7. The primary MC service server marks the MC service user as having migrated, and records the partner MC system as the migrated MC system.
8. The primary MC service server sends a migration service authorization response to the gateway server in the primary MC system.
9. The gateway server in the primary MC system sends the migration service authorization response to the gateway server in the partner MC system.
10. The gateway server in the partner MC system sends the migration service authorization response to the partner MC service server.
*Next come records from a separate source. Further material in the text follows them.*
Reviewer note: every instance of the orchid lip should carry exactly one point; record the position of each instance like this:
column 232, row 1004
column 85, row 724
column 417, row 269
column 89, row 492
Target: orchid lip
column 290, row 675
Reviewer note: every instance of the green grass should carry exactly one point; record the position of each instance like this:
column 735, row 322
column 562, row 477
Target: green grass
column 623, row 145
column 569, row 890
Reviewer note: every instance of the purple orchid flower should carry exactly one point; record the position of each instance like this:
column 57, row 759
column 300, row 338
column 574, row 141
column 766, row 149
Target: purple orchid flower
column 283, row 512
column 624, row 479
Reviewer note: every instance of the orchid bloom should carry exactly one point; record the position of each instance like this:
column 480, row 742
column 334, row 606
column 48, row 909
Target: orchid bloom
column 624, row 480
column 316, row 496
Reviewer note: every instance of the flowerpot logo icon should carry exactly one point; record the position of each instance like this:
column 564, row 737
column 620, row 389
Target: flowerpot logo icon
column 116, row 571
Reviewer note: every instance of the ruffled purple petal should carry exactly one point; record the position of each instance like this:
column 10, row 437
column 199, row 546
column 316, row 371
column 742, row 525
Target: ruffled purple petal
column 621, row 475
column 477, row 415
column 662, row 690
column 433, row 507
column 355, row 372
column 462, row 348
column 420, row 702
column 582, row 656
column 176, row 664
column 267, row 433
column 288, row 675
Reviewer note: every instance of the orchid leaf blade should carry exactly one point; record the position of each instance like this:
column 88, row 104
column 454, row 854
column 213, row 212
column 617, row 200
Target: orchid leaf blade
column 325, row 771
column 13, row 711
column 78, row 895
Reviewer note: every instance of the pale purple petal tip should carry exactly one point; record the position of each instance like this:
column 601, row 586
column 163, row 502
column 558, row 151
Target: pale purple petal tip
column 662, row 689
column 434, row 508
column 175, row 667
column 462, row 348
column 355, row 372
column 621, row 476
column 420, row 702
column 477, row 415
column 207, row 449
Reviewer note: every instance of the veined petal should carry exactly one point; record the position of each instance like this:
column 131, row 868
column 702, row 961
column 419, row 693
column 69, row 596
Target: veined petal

11. The partner MC service server stores the necessary information related to the migrated MC service user (e.g., MC service ID of the migrated MC service user provided by the primary MC system mapped to the MC service ID of the migrated MC service user provided by partner MC system). The migration status of the MC service user allows proper communication redirection back to the primary MC system once the migrated MC service user is no longer migrated on this partner MC system.
Editor’s note: How the partner MC system gets informed that the MC service client no longer receives MC services from that partner MC system is FFS.
12. The partner MC service server sends the migration service authorization response to the MC service client, confirming that successful migration and service authorization has taken place.
NOTE 3: If topology hiding is not used, the migration service authorization request and migration service authorization response messages are sent between the MC service servers in the primary and partner MC system without the need to be sent via an MC gateway server.